Chapter 12
The Name That Burns
~KAI~
Iuncross my legs.
Then cross them again—the opposite configuration this time, left over right instead of right over left—because apparently my body can't decide what to do while my brain is busy processing the absolute clusterfuck that just occurred.
"Did that really happen?"
The question comes out flat. Controlled.
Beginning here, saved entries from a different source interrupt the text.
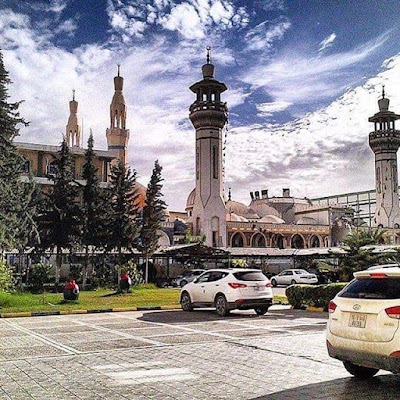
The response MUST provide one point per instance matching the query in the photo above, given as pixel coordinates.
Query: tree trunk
(58, 266)
(147, 269)
(85, 267)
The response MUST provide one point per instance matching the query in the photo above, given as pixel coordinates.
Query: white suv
(228, 289)
(363, 328)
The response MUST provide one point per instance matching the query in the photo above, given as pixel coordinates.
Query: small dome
(271, 219)
(307, 221)
(235, 218)
(141, 198)
(190, 199)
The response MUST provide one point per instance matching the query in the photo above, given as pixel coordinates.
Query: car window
(203, 278)
(250, 276)
(387, 289)
(216, 276)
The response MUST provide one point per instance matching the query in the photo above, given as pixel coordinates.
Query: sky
(303, 77)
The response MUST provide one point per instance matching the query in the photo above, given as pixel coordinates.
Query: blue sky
(303, 78)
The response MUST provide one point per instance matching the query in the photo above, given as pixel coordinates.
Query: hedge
(313, 295)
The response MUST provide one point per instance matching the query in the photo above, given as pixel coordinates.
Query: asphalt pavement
(177, 355)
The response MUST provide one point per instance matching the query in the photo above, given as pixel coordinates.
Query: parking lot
(177, 355)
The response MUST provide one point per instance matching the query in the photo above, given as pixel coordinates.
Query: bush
(6, 277)
(39, 274)
(313, 295)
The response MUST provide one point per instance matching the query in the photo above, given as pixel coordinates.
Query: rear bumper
(363, 358)
(248, 304)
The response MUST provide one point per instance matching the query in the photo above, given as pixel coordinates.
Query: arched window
(297, 242)
(237, 240)
(258, 240)
(277, 241)
(215, 162)
(314, 241)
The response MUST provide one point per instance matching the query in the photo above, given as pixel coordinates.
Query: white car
(363, 328)
(228, 289)
(293, 276)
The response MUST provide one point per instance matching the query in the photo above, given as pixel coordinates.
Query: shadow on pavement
(381, 387)
(180, 317)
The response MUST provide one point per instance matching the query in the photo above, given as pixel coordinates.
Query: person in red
(125, 282)
(71, 290)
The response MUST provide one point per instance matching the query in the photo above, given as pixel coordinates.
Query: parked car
(228, 289)
(186, 277)
(292, 276)
(363, 328)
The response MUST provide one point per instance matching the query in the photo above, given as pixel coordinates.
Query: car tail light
(236, 285)
(378, 275)
(332, 307)
(393, 312)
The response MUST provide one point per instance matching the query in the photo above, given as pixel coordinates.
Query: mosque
(280, 222)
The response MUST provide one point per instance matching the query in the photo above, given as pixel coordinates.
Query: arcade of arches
(277, 240)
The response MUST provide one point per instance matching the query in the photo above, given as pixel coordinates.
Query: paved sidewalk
(176, 355)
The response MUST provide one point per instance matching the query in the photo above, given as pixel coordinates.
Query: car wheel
(186, 303)
(261, 310)
(358, 371)
(221, 306)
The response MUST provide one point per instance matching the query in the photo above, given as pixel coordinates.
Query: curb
(92, 311)
(315, 309)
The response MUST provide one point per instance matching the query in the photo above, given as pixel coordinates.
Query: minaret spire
(117, 134)
(208, 115)
(73, 130)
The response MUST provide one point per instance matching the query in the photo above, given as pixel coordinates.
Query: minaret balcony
(208, 105)
(384, 140)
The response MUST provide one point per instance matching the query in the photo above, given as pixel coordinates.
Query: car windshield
(387, 289)
(250, 276)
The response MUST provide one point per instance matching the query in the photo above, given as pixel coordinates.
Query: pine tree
(153, 215)
(122, 217)
(60, 220)
(93, 221)
(14, 195)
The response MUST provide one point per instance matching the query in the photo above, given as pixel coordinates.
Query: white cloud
(263, 35)
(297, 78)
(327, 42)
(268, 109)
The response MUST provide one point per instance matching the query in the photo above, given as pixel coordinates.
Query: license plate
(358, 320)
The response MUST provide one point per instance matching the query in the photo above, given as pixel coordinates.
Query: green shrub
(6, 278)
(313, 295)
(39, 274)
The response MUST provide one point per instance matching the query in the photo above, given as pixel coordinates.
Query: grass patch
(142, 296)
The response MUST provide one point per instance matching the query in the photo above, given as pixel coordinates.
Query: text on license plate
(358, 320)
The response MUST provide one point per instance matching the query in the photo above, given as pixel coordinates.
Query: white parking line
(44, 339)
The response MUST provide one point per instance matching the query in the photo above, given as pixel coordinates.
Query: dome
(190, 199)
(141, 192)
(307, 221)
(271, 219)
(235, 218)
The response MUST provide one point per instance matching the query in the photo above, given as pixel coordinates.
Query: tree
(93, 221)
(16, 217)
(358, 257)
(122, 216)
(60, 219)
(153, 215)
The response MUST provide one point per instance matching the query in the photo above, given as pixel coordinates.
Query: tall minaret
(209, 115)
(117, 134)
(384, 142)
(73, 130)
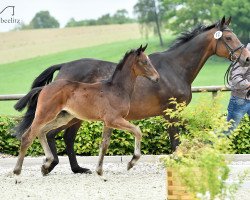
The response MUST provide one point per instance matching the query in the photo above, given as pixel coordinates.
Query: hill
(20, 45)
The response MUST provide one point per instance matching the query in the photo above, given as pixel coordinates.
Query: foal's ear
(228, 21)
(139, 50)
(222, 22)
(143, 48)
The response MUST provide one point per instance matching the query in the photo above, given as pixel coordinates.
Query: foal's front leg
(48, 154)
(123, 124)
(106, 134)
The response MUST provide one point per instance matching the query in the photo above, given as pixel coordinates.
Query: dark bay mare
(108, 101)
(178, 67)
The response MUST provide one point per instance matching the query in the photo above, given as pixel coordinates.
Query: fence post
(214, 94)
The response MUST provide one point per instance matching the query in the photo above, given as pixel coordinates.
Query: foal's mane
(190, 34)
(120, 65)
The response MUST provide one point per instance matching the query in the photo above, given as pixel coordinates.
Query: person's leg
(237, 108)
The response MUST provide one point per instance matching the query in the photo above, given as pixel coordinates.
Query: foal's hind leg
(69, 138)
(106, 134)
(48, 154)
(125, 125)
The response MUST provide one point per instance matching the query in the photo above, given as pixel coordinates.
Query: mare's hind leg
(106, 134)
(48, 154)
(123, 124)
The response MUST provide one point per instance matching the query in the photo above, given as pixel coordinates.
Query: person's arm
(239, 79)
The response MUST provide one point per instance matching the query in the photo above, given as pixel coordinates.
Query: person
(239, 104)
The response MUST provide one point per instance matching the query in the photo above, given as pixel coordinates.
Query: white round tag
(217, 35)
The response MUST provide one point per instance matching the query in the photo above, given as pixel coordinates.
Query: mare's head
(142, 65)
(226, 44)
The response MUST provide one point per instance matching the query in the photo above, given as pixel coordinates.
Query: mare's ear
(139, 50)
(144, 48)
(228, 21)
(222, 23)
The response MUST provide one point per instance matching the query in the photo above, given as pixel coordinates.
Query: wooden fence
(213, 89)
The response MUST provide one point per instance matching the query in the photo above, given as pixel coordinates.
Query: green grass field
(17, 77)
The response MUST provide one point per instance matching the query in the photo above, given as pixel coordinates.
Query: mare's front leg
(123, 124)
(26, 140)
(106, 134)
(69, 138)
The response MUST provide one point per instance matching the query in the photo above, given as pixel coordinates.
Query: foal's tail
(29, 99)
(45, 77)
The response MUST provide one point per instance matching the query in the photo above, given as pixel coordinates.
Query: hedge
(155, 139)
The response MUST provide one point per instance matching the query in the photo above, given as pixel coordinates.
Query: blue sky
(62, 10)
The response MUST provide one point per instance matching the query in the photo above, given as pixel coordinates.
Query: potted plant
(198, 169)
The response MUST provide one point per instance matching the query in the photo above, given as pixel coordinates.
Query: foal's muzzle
(154, 78)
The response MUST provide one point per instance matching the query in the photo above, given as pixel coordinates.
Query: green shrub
(241, 137)
(200, 159)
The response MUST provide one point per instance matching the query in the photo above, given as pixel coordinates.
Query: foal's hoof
(81, 170)
(130, 165)
(17, 171)
(44, 170)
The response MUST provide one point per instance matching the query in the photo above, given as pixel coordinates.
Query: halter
(231, 51)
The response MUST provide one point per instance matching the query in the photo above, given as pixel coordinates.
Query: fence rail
(213, 89)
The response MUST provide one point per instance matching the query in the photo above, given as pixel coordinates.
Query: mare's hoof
(129, 166)
(17, 171)
(81, 170)
(44, 170)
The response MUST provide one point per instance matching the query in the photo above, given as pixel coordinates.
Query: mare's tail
(29, 99)
(45, 77)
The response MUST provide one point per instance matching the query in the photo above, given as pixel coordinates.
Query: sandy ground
(146, 181)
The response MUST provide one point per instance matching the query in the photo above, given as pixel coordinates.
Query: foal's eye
(143, 62)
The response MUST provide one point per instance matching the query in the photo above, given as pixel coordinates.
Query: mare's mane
(190, 34)
(120, 65)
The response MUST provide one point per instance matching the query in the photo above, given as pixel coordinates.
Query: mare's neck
(124, 79)
(192, 55)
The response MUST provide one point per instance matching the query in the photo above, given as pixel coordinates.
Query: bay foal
(108, 101)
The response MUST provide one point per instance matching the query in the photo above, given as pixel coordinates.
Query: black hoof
(129, 166)
(81, 170)
(44, 170)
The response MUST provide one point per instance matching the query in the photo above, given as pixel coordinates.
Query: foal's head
(142, 65)
(226, 43)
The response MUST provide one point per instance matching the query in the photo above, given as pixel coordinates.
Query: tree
(105, 19)
(183, 14)
(148, 13)
(43, 19)
(121, 17)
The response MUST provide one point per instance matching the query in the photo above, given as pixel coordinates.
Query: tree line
(181, 15)
(174, 15)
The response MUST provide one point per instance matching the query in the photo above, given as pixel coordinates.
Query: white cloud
(63, 10)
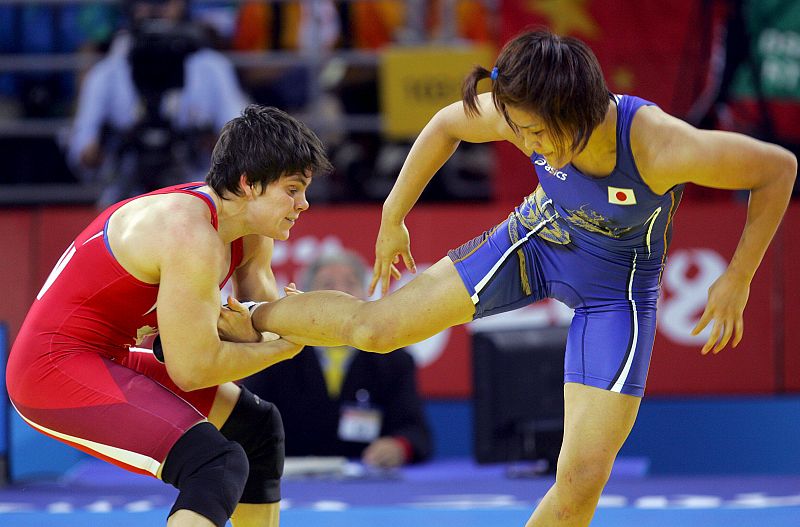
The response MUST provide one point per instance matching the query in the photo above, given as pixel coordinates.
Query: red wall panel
(767, 360)
(787, 299)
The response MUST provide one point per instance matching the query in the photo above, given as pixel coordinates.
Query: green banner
(774, 27)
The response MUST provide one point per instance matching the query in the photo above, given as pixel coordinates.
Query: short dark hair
(557, 78)
(264, 143)
(335, 257)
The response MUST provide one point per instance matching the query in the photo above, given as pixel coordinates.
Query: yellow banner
(416, 82)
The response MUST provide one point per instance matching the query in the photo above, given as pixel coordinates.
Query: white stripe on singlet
(623, 376)
(133, 459)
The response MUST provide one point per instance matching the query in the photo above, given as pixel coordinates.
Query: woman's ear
(245, 186)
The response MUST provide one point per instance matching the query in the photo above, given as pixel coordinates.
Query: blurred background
(367, 75)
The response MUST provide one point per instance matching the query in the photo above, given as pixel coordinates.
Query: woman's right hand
(393, 243)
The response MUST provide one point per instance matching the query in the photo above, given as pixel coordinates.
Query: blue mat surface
(455, 492)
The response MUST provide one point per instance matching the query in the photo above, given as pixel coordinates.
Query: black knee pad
(210, 472)
(257, 426)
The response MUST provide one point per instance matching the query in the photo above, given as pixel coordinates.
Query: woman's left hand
(234, 324)
(727, 298)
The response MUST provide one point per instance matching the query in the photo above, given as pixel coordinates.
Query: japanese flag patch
(621, 196)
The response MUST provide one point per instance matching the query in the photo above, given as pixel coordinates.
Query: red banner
(655, 50)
The voice I've spent years perfecting—the one that says I'm in charge, I'm unbothered, nothing can touch me—even when everything inside me is screaming.
That Omega.
That pink-haired, dual-wielding, clearly unhinged Omega who just cut down six armed men like they were training dummies, pressed a blade to my throat, and then sauntered away like she hadn't just committed multiple homicides in under sixty seconds.
She was magnificent.
And that pisses me off more than anything else.
"And why—" I pinch the bridge of my nose, pressing hard enough to hurt, using the pain to ground myself in something other than the scent still clinging to my clothes, "—does she smell like the sweetest aroma of cotton candy that makes me sick?"
It's not a lie.
The scent is making me sick.
Sick with something I refuse to name, acknowledge, or let take root in the cold, dead thing that used to be my heart.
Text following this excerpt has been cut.